Vizard: What exactly is the challenge with storage and containers these days? We see a lot more stateful apps starting to show up on Kubernetes environments. For the longest time, everybody thought it was just going to be stateless. What’s driving that and what are the challenges?
Ogasawara: Right. So, like you said, stateless Kubernetes started a lot with stateless apps. That’s a lot easier, especially to scale out. You could think of web servers that are just doing routing, but as you get to more interesting applications, it’s all about the data. It’s unique data to do analysis, unique data to make decisions and in order to have that, you need some persistent storage. And stateless and persistent don’t match, so Kubernetes really had to go back and build some of the infrastructure that’s needed to support stateful applications.
Vizard: So what exactly did that involve? I mean, was that – we put a container storage interface together and that was it or is there more deeper work going on?
Ogasawara: So, part of the advantages and beauties of Kubernetes is that it was built to be fault tolerant, so if something goes down, then Kubernetes scheduler can look around and find where to reschedule that. Now for storage, you know, it’s – that’s not as simple as just spinning up another VM or another machine anywhere. So for example, if you have some data or database and you have that data there and that machine goes down, you can’t automatically move that data from one place to another very easily and respin it out.
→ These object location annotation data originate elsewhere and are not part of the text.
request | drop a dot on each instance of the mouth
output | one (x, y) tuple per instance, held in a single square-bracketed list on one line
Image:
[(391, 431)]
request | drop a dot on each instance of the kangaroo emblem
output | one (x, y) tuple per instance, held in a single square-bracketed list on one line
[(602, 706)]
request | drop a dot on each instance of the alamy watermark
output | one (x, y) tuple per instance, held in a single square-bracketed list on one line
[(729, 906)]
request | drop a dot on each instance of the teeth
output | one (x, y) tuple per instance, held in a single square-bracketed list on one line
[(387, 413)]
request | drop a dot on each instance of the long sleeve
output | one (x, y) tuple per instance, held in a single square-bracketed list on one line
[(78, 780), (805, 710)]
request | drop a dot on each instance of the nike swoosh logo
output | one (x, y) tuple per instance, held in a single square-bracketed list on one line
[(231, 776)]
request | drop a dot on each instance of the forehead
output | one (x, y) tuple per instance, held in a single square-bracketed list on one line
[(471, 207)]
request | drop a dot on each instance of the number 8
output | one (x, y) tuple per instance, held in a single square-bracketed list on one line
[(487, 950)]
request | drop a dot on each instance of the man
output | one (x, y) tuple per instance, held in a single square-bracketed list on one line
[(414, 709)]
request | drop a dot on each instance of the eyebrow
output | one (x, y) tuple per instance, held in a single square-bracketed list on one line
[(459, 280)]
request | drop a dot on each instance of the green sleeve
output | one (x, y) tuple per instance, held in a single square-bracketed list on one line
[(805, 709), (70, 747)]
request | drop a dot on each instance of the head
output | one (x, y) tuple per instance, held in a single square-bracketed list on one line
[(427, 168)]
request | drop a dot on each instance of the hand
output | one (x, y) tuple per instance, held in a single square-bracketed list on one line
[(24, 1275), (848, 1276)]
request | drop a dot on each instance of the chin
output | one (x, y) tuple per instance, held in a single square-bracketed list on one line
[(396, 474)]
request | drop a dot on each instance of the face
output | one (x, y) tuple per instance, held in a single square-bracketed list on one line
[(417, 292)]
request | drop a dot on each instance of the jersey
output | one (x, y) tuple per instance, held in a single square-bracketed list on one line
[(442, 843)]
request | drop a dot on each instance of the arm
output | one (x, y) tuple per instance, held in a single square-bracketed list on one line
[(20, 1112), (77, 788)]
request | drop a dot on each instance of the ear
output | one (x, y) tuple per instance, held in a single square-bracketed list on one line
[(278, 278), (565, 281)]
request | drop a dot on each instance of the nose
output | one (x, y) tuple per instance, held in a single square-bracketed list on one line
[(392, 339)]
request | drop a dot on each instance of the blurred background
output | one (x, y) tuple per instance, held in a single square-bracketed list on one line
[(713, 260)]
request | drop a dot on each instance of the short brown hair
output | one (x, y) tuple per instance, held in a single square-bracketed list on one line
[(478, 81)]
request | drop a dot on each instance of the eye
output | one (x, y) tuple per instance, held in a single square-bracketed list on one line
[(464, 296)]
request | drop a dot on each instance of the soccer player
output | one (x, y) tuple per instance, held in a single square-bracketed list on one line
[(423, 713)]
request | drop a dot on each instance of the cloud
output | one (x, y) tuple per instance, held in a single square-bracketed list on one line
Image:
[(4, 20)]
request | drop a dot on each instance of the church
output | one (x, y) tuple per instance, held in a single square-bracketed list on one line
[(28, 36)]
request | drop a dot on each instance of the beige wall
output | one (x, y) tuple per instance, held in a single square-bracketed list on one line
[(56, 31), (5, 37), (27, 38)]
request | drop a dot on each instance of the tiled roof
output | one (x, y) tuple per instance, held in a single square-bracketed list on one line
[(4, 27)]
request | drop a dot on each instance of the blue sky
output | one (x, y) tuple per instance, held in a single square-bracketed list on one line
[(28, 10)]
So, in order to support that, Kubernetes defined different concepts like storage classes and how that data, how redundant and durable data needs to be stored and you need to accommodate things like multiple replicas or some redundancy and availability strategy to maintain that.
So, that’s a lot of the work. I mean, Kubernetes is really an overlay on top of the distributed storage technology that’s been out there that we see in distributed databases, new SQL databases and the like. But it’s been moving very, very quickly and I think we’re starting to see some very good Kubernetes based storage applications now.
Vizard: Part of the equation then in my mind is there’s a lot of people who have existing storage systems, so why should I think about replacing those systems to deal with Kubernetes? Is there some reason why I might need an object model system versus just my traditional MAS or whatever I got.
Ogasawara: Well, let me interpret your question in one way that we see the storage and applications being moved. So as we talked about at the top, to make interesting applications and do interesting decisions, you need stateful apps, and that’s bot the apps and the data. And as we’re getting more and more data around, we need better ways to store it, and object storage is a very good fit for large classes that do largely unstructured data that we could globally access anywhere.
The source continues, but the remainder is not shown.